The summary of the posterior estimates reveals clear consumer preferences among the product attributes. Both brand_N and brand_P have positive and statistically significant effects, with brand_N showing a stronger impact, indicating a higher preference for this brand over the baseline. The coefficient for ad_Yes is negative, suggesting that advertising is generally disliked by respondents. As expected, the price coefficient is also negative and precisely estimated, confirming that higher prices reduce the likelihood of a product being chosen. All parameters have narrow 95% credible intervals that do not include zero, reinforcing the strength and significance of these effects.
6. Discussion
If the data had not been simulated and instead came from a real conjoint study, the parameter estimates would reflect actual consumer preferences revealed through their choices. In our case, we observe that the coefficient for Netflix is greater than that for Prime, which means that, holding all else equal such as ads and price, consumers prefer Netflix over Amazon Prime. This reflects higher utility assigned to the Netflix brand relative to Prime. The interpretation of the price coefficient being negative is intuitive and expected. As price increases, the utility of a streaming service decreases, making consumers less likely to choose it. This aligns with standard economic theory where higher costs typically reduce demand. Overall, the signs and magnitudes of the estimates are consistent with rational consumer behavior and provide meaningful insights into how brand, ads, and price influence choice.

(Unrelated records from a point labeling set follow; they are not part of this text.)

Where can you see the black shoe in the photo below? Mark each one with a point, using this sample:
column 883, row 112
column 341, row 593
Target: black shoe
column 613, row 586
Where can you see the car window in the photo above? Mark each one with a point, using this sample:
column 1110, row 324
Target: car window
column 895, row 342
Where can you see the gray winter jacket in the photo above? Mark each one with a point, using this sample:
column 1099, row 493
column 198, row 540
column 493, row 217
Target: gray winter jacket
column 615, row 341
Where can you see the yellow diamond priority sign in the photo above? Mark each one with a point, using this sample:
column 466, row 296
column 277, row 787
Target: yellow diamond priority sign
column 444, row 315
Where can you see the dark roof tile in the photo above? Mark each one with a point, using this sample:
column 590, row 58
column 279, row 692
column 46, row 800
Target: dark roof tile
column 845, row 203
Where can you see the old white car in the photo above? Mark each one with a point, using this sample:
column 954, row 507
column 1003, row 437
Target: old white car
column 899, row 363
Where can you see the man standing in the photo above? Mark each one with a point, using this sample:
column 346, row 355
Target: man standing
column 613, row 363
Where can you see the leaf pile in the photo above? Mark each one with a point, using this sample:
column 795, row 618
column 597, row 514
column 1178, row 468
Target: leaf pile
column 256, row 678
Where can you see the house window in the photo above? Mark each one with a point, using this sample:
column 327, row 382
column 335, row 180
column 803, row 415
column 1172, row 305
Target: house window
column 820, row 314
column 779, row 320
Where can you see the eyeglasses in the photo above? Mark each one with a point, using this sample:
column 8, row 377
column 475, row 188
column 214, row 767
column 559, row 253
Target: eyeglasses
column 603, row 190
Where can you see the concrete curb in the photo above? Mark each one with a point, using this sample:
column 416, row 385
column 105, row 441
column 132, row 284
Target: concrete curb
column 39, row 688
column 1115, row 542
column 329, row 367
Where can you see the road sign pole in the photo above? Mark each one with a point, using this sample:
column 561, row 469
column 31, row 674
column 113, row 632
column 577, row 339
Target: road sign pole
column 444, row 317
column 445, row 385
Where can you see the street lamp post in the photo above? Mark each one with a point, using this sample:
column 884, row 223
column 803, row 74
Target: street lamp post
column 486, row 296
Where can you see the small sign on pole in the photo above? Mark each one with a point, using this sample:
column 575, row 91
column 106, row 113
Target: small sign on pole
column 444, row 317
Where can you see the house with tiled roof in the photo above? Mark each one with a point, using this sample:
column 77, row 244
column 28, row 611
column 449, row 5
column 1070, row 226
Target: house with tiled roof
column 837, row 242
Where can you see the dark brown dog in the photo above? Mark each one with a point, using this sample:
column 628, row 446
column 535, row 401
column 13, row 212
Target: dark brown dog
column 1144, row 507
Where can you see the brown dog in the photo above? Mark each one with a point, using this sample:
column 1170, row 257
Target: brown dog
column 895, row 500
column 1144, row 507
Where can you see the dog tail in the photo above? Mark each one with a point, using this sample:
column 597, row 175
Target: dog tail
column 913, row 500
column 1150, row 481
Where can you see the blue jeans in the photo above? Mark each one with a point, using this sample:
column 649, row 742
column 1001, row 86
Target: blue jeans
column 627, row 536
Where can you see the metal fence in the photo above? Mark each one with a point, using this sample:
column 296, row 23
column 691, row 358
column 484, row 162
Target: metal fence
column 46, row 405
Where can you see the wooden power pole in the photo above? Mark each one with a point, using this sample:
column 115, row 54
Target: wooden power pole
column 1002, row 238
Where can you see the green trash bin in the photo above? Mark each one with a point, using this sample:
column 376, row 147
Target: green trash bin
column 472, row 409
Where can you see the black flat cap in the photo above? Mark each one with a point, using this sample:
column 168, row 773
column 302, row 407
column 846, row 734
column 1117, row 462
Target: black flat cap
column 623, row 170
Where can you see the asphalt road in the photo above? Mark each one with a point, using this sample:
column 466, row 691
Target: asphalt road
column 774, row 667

To simulate data from and estimate parameters of a multilevel or hierarchical logit model, we would need to allow the part worth utilities, that is, the beta coefficients, to vary across individuals rather than being fixed for the entire population. This means assuming each individual’s preference vector is drawn from a population distribution, typically a multivariate normal distribution with a mean vector mu and a covariance matrix. In simulation, we would first draw individual-level coefficients from this distribution and then use those to generate their choices. For estimation, we would use a Bayesian hierarchical model that includes priors on both the individual-level parameters and the group-level hyperparameters such as mu and the covariance structure. Estimation would typically require more advanced MCMC techniques like Gibbs sampling or Hamiltonian Monte Carlo using tools such as Stan or PyMC, since we now have to sample from both the individual posteriors and the overall population distributions. This hierarchical structure captures preference variation across individuals and more accurately reflects real-world data where consumers differ in how they respond to product features.